Cyrus would have expected… well, he did not precisely know what he would have expected, but for the prominent emotion among everyone present to be startled confusion was not very high on his list. Only Elminster was different, and that was because something like comprehension was beginning to overtake his inner hues. Inaccurate comprehension, that is.

"Hold there a moment," Khelben said… not quite hoarsely but there was definitely a grain of evidence that he'd worked his lungs to their limits very recently. He'd joined the rest of them some time ago, after getting himself under control. "Lad… what are you saying?"

Cyrus blinked several times, unable to actually make sense of the conclusions he was drawing. "You mean… you don't know?" Elminster's dawning certainty seemed to crash and burn but Cyrus was too preoccupied with the disbelief he, Father, Khelben and Imoen were all steadily filling with, each for a different reason. "How could you not know?" Because it begged asking.

"Cyrus," Imoen said flatly. "I… You… This… You… This can't…" She opened her mouth a couple more times, then she slumped and the pink in her hair and cloak faded to auburn and dirt brown, respectively, in accordance with her drop in mood. "Fie you! I can't even make a half-hearted joke about you joking about a matter that isn't anything to be joked about because you've never said a joke in your life!" A storm cloud seemed to be settling over her as she folded in on herself. "Oh woe is me! That I shouldst learn of mine lineage in so banal a fashion!" What. "There wasn't even any build-up! You just… just…" She trailed off in despair as her inner light seemed to go all sorts of shades and directions.
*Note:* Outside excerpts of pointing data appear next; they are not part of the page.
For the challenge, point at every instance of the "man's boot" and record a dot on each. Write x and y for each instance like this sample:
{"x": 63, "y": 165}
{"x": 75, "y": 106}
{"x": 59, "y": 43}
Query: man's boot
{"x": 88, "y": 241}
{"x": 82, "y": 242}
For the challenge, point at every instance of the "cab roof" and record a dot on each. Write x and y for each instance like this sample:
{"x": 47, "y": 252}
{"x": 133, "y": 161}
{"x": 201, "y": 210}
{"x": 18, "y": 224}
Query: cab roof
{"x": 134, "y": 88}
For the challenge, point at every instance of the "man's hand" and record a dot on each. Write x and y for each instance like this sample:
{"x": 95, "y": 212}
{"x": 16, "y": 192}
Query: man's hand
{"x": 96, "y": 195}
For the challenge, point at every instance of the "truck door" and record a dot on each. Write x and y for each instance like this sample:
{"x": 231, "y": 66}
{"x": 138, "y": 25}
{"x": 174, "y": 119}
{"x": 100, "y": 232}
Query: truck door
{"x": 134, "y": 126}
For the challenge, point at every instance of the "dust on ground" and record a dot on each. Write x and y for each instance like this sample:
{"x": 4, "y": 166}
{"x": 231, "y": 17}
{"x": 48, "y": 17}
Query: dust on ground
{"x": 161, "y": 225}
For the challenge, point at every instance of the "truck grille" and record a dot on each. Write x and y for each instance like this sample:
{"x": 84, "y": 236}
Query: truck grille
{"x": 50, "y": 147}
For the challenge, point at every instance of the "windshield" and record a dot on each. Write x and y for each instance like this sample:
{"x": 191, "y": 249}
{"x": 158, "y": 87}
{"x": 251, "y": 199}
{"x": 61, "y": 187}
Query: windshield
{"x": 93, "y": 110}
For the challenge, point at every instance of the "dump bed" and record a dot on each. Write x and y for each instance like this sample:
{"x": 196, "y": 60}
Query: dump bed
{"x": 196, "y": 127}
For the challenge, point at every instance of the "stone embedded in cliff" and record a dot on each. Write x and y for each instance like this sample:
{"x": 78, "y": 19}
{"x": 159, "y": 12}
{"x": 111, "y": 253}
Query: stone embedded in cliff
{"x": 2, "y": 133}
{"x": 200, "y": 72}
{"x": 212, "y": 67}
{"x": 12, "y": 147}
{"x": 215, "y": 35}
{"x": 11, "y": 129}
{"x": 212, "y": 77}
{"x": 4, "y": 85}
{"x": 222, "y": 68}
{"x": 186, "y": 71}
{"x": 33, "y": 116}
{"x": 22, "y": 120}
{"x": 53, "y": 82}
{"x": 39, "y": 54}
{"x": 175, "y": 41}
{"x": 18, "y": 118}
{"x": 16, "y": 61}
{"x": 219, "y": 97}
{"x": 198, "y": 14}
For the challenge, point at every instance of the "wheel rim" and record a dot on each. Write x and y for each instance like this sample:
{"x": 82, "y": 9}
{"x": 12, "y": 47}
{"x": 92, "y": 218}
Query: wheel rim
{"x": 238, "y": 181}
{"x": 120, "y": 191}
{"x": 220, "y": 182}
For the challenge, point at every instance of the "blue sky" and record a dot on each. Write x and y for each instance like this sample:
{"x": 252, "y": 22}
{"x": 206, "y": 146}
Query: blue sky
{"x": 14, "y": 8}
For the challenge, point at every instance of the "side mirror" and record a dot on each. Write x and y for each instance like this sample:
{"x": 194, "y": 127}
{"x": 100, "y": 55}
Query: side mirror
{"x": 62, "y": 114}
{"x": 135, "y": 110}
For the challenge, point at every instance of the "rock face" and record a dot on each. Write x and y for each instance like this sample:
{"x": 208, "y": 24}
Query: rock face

"Imoen is what?" Gorion asked, stunned. "I never… there never… She never showed any signs!"

"Ere now, mayhap we shouldst not assume anything too hastily," Elminster tried to intercede. "Let's say we ask the child why he believes what he does."

Khelben groaned. "There is no believing involved with him, there never is."

"There were never any signs!" Gorions stressed, looking between him and Imoen in distress. "Were there? Did I miss them because they were so much more blatant in…?" His soul that had been steadily filling with the joy of relief and hope for the future since the descent from the obelisk started to fail under the onset of guilt.

Bhaaltaint seemed to swell in satisfaction at the rising misery but Cyrus ignored it. "She didn't show any signs? What about what I showed then?" Because this, too, begged asking. "Why do you think I latched onto her in the first place?" Seeing that his questions were only hitting his father harder, the dwarf turned to Khelben Blackstaff. "Teacher," the man looked from Gorion to him. "Back during our first meeting when you decided to kill me while I was still young," Elminster's eyes snapped at the other Chosen of Mystra but it wasn't important. "You asked me what I thought justice was and I told you both that justice would have been for Imoen's soul and mine to have been switched at birth." Gorion's soul shuddered with remembered agony and Khelben's with pain, while Imoen's and Elminster's just started at the notion, one wholly and one just inside, both equally sharply. "Why would I say such a thing if not-?"

"A murderbaby," Imoen uttered dully from aside, derailing everyone's attention but not noticing. "I'm a murderbaby." Her frown furrowed. "Explains why I wound up alone, although what are the odds of this situation even happening? I mean, just winding up in Candlekeep was completely accidental. A random encounter if ever there was one. Winthrop shouldn't even have noticed I pickpocketed him," she ended with a mutter. She looked up at Cyrus then. Or down. "So that's where your fixation with me came from. Not just from me being literally the only other person your age living in the fortress."